Start With a Healthy Mindset
- Instead Of: Eating out is a special occasion, so I’ll indulge myself.
Tell Yourself: This meal should give me energy for the next four or five hours. I want to feel satisfied without feeling stuffed.
- Instead Of: I eat well at home. It’s too tedious, depressing and embarrassing to try at restaurants, too.
Tell Yourself: I can make better choices at restaurants, just as I’ve learned to do at home.
- Instead Of: For what this meal is costing, I’m going to eat my money’s worth.
Tell Yourself: It’s money well-spent if I leave this restaurant feeling full, energetic and relaxed.
- Instead Of: I wonder what other people will think or say about what I eat.
Tell Yourself: I know what I need to eat to feel my best, and that’s what I’m going to have.
Set Yourself Up for Success
- Make it known to your dining partners that eating healthy is a priority for you.
- When possible, patronize restaurants with healthful menus. Regardless of where you go, decide what you want beforehand so you can sidestep temptations (many menus are available online for advance reading).
- Try to avoid all-you-can-eat buffets—more choices tends to mean more “sampling.” If you do go to one, start by surveying all of the selections. Pick out your “must haves” and make sure that some of the good-for-you stuff makes it onto your plate, too.
- Don’t arrive at the restaurant famished. Plan a small snack or light meal earlier.
- Order a la carte—selecting individual dishes instead of opting for a “complete meal” helps you avoid eating something just because it’s there.
- Ask the waiter questions about preparation. You know this, but it’s worth repeating: Typically, you’re better off choosing an entrée that is broiled, grilled, poached or roasted, rather than fried.

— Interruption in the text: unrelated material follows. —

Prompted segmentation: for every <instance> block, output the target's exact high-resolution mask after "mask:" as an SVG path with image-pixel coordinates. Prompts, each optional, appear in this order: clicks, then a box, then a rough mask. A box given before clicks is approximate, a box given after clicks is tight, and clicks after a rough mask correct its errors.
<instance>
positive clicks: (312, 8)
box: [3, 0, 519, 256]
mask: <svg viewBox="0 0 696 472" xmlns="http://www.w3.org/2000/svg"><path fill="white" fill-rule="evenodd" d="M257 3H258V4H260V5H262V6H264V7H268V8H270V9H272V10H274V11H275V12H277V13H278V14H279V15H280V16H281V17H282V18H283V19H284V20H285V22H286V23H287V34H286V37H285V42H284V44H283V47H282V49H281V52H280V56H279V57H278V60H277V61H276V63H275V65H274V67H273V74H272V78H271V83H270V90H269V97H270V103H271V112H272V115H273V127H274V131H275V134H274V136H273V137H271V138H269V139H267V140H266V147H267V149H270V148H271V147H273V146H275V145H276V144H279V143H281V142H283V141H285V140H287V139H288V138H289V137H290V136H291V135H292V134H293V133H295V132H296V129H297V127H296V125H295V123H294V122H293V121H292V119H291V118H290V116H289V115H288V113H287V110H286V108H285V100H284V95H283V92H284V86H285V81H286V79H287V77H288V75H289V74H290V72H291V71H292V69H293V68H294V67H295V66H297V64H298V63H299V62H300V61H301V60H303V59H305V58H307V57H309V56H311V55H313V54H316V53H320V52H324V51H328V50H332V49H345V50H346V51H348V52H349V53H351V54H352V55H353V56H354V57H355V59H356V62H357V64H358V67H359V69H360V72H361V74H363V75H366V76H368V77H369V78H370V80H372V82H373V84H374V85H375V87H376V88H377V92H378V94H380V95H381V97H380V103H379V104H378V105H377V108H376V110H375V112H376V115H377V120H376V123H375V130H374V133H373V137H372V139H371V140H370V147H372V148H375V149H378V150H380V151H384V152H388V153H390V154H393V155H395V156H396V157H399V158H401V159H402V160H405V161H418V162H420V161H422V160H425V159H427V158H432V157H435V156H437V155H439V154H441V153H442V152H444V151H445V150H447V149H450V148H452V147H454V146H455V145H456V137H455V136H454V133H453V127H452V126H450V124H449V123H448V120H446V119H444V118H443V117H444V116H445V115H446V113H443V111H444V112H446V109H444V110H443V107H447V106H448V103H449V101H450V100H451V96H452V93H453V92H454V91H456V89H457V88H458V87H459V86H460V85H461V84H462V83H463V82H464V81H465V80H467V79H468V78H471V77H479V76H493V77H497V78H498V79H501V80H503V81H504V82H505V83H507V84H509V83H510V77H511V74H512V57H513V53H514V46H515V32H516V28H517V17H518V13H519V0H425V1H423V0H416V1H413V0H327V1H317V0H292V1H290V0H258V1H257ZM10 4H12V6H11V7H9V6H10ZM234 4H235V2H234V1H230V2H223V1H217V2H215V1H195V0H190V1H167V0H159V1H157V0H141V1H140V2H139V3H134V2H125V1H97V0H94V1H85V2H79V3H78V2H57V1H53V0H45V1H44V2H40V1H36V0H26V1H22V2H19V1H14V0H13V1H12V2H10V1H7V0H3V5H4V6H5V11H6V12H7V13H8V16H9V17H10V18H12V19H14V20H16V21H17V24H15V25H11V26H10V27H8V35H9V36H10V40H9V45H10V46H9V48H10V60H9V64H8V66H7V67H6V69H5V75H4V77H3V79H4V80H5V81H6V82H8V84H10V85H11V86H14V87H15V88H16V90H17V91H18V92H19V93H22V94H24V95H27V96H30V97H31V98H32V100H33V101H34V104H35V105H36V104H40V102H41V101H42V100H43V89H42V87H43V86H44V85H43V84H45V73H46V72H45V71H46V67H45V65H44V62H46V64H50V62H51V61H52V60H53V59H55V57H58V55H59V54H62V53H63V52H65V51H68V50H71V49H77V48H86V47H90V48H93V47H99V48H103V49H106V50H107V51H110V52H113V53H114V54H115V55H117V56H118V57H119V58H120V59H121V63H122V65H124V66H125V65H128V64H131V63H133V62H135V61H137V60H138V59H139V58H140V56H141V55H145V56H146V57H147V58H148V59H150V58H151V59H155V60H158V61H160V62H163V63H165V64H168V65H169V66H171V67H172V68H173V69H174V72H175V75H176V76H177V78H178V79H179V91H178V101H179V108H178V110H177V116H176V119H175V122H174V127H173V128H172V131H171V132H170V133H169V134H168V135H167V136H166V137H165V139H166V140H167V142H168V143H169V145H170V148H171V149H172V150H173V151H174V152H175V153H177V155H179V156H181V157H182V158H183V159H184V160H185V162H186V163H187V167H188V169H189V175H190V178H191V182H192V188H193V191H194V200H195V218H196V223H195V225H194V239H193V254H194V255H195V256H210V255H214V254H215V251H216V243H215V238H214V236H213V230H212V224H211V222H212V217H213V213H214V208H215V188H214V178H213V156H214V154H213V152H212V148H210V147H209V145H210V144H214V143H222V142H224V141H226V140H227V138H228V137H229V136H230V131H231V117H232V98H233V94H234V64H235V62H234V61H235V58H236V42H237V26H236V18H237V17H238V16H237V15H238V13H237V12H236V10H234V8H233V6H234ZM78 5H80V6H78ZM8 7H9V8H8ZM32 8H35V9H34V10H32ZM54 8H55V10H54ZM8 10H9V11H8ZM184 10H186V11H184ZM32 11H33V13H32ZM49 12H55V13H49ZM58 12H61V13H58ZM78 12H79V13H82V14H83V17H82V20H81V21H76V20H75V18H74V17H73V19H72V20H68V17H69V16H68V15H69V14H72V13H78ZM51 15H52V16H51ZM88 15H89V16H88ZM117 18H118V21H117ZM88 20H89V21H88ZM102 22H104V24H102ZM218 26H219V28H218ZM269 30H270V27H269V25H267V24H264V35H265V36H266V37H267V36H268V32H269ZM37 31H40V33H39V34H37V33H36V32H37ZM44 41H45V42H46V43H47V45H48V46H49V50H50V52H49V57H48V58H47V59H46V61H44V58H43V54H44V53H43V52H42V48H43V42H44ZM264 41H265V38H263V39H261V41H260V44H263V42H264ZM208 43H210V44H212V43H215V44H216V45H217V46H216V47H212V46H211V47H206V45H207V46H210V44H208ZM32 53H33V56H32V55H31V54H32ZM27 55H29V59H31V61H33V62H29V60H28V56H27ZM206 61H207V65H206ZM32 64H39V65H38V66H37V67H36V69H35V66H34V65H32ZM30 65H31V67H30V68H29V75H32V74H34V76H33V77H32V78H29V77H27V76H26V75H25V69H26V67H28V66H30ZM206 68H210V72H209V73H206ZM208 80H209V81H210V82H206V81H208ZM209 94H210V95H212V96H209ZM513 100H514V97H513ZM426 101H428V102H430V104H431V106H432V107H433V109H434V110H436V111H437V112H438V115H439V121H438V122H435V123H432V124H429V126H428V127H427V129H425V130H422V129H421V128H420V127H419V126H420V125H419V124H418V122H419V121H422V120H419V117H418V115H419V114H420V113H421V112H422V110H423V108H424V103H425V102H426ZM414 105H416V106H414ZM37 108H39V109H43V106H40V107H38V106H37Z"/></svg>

- Begin with a tossed salad or clear soup (one made with broth instead of milk or cream) to help fill you up, and sip on water throughout your meal.
- Ask for sauces and dressings on the side and use them sparingly.
- Consider ordering a child’s portion or an appetizer as your main course. Choose a yummy vegetable side to help fill up (skip those doused with creamy sauces or butter).
- Ask if you can sub in a healthy side for a less than optimal choice that might come with your meal.
- Eat sparingly from the bread basket and avoid or limit butter and other spreads. Helpful hint: Take a piece of bread and ask the waiter to take the rest away, or just push it to the other end of the table.
- Use our fork-and-dip method: Dip your fork into the dressing and then dip it into your salad.
- Remove the skin from chicken and visible fat from meat. If you drink alcohol, choose one or two beverages that you’ll really enjoy with your food, and stop there. “As you become more euphoric from drinking, you’re not even thinking about what you’re eating,” Majchrzak says.
- Have dessert if you want, but share it or consider ordering a fruit cup. “For most people, the first three bites of a dessert are the most satisfying,” Majchrzak says.
Check in with Yourself
- Take note of how fast you’re eating and try to be the slowest diner at the table. Leave some food on your plate. (If you do this at every meal, you’ll eventually do it naturally.)
- While dining, ask yourself, “Am I still hungry?” Allow yourself to stop eating when you’re satisfied, not stuffed.
- Remember that you don’t have to be a member of the “Clean Plate Club.” Ask for a doggie bag and eat the remainder of your meal the next day.